Jeremiah was appointed to be a prophet before he was formed in the womb (1:5) and he was assigned his role at a very early age. Jeremiah rebutted, “I do not know how to speak, for I am only a youth” (1:6).
God replied, “To all who to whom I send you, you shall go, and whatever I command you, you shall speak. Do not be afraid of them, for I am able to deliver you” (1:7-8).
Interestingly, Jeremiah wasn’t a microphone or a simple vessel for God to speak into or through. He had his own thoughts and objections, and they come through loud and clear in this book. He often spoke reluctantly, frustrated at God as he proclaimed His message. He wasn’t unlike many who had come before him and some who would come after:
- Moses voiced his unwillingness. Gideon voiced his fear.
- Isaiah voiced his unworthiness.
- Jeremiah voiced his immaturity.
- Jonah voiced his disagreement.
- Paul voiced his confusion.
None had an excuse not to obey.
Then the LORD touched Jeremiah’s mouth and declared that He had put the words there, whose purpose would be to uproot and break down, to destroy and overthrow, to build and to plant (1:10). Christopher Wright notes the chiastic structure of his assignment and proposes the following imagery (The Message of Jeremiah, pages 55-56):
Where the Lord Sends…
Jeremiah was not just invited—he was commanded to join the LORD’s suffering and grieving on behalf of His people. When we are invited into the LORD’s work, we will always participate in His suffering. Jeremiah was told to, “say everything that I command you” (1:17a) and, “do not be dismayed by them, lest I dismay you before them” (1:17b).
Just as the LORD was at odds with His people, He would turn them against Jeremiah: “I make you this day a fortified city, an iron pillar, and bronze walls, against the whole land, against the kings of Judah, its officials, its priests, and the people of the land. They will fight against you…” (1:18-19a). “…But they will not prevail against you, for I am with you, declares the LORD, to deliver you” (1:19b).

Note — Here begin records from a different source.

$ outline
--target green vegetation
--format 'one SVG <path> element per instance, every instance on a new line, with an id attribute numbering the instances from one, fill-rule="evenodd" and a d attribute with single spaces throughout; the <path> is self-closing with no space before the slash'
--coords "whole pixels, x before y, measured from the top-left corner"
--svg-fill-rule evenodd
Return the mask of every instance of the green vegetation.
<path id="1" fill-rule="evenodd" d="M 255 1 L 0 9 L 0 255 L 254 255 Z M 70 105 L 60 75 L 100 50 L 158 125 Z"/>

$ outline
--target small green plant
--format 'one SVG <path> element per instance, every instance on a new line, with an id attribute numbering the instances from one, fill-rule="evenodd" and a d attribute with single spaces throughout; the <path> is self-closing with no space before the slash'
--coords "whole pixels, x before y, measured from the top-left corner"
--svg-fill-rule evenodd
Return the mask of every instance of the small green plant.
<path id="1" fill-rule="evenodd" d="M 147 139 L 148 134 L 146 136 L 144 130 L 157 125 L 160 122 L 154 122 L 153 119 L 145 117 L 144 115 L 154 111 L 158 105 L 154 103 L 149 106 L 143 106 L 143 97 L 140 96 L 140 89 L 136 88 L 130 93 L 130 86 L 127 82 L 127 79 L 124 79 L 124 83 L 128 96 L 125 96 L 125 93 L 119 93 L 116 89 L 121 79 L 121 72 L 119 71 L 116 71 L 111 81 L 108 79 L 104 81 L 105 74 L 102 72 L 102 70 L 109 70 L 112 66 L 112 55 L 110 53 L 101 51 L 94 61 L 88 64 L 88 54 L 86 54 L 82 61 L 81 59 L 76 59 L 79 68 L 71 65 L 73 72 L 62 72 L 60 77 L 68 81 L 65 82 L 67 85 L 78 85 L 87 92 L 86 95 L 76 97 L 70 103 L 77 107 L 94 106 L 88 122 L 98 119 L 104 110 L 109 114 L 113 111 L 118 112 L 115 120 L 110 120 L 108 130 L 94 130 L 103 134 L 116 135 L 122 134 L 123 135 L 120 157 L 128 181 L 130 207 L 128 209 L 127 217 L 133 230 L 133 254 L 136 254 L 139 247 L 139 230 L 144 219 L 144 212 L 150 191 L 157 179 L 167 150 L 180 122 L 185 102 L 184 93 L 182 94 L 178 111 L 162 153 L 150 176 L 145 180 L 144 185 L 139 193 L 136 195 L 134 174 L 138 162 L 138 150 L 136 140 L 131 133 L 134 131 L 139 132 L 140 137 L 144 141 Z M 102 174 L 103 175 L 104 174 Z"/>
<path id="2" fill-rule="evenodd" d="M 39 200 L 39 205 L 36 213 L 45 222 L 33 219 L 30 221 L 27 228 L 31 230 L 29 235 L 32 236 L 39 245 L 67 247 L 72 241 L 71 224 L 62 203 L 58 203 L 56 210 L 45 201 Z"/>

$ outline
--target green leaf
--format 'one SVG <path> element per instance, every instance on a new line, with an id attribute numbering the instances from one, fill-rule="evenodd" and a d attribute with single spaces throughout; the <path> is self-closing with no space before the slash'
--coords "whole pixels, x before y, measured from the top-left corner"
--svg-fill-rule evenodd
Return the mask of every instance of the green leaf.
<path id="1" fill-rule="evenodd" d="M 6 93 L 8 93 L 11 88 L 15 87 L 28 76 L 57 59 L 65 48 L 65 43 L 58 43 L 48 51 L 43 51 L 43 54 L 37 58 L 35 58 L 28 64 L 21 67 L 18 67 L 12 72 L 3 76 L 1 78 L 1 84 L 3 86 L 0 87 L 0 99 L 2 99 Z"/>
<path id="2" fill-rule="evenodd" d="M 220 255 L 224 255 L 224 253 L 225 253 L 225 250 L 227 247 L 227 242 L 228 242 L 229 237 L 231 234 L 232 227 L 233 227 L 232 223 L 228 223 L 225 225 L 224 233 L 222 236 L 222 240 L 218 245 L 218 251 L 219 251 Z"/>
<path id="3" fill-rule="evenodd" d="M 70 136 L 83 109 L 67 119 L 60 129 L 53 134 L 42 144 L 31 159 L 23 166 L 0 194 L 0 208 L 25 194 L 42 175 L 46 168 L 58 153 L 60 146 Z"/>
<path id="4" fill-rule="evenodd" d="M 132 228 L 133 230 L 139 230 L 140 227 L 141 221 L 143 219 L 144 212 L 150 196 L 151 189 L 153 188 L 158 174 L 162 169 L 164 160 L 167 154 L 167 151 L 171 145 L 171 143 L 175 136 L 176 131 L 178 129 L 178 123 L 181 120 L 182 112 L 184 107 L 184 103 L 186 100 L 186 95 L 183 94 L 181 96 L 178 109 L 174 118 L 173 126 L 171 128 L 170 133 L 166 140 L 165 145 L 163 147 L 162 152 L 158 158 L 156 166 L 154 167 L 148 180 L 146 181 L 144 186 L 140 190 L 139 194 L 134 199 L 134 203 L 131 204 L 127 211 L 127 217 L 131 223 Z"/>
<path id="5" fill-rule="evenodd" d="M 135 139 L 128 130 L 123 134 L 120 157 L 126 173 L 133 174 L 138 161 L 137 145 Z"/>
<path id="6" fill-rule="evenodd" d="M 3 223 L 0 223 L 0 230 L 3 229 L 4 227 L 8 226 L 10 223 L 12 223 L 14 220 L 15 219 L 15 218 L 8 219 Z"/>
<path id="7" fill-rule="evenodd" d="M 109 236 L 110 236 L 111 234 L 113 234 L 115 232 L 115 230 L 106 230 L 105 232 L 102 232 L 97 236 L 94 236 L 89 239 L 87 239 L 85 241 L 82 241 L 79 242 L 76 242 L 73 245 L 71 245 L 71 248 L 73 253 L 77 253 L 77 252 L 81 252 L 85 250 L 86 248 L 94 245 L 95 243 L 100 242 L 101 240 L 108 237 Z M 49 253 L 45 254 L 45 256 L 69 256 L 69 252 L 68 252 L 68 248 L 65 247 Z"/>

The enemy is out to stop our work. He hates us and will stop at nothing to undo the LORD’s redemptive work amongst the least-reached. Yet, the LORD in Jeremiah’s specific sense, and in a macro sense, has promised to move the ball forward against the forces of darkness. If we join Him, we will suffer.
But if we join Him, we will also win. The “we” to which I refer is collective: the church will suffer, and the church will win. As individuals, many of us will not see what we hope to see on this side of eternity. We will labor and pick up rocks and end our lives wondering what it was all for. Let those who feel this way take the message of Jeremiah and develop the ability to look past his experience into what happened 600 years later when Jesus came: redemption. Keep hope!
We Obey and Go
Victory through suffering is a major theme throughout the Scriptures, but it’s perhaps most prominent in Revelation. We are in the church age, the final push before the Kingdom of God is fully inaugurated on earth (Revelation 5:10, 21:2). We push forward, and the gates of hell cannot stand against us. Some of us will die, some of us will only pick up rocks, and some of us will achieve nothing at all. Yet each of us is part of a greater whole, and together it will be said of us, “And they have conquered him by the blood of the Lamb and by the word of their testimony [singular, not plural!], for they loved not their lives even unto death” (Rev 12:11).
If you sign up for B4T, you are signing up for joining Paul in “filling up what is lacking in Christ’s afflictions” (Colossians 1:24). The ONLY thing lacking in Christ’s afflictions was the completion of the work tasked to the church. Until every least-reached people group is no longer called by that term, we have not filled up completely what was lacking in Christ’s afflictions.
Yet, let the truth of Revelation 12:11 ring in your ears: we will conquer. Love those people well, and if you don’t see what you long to see on this side of eternity, the LORD will bring someone after you to finish the work you started.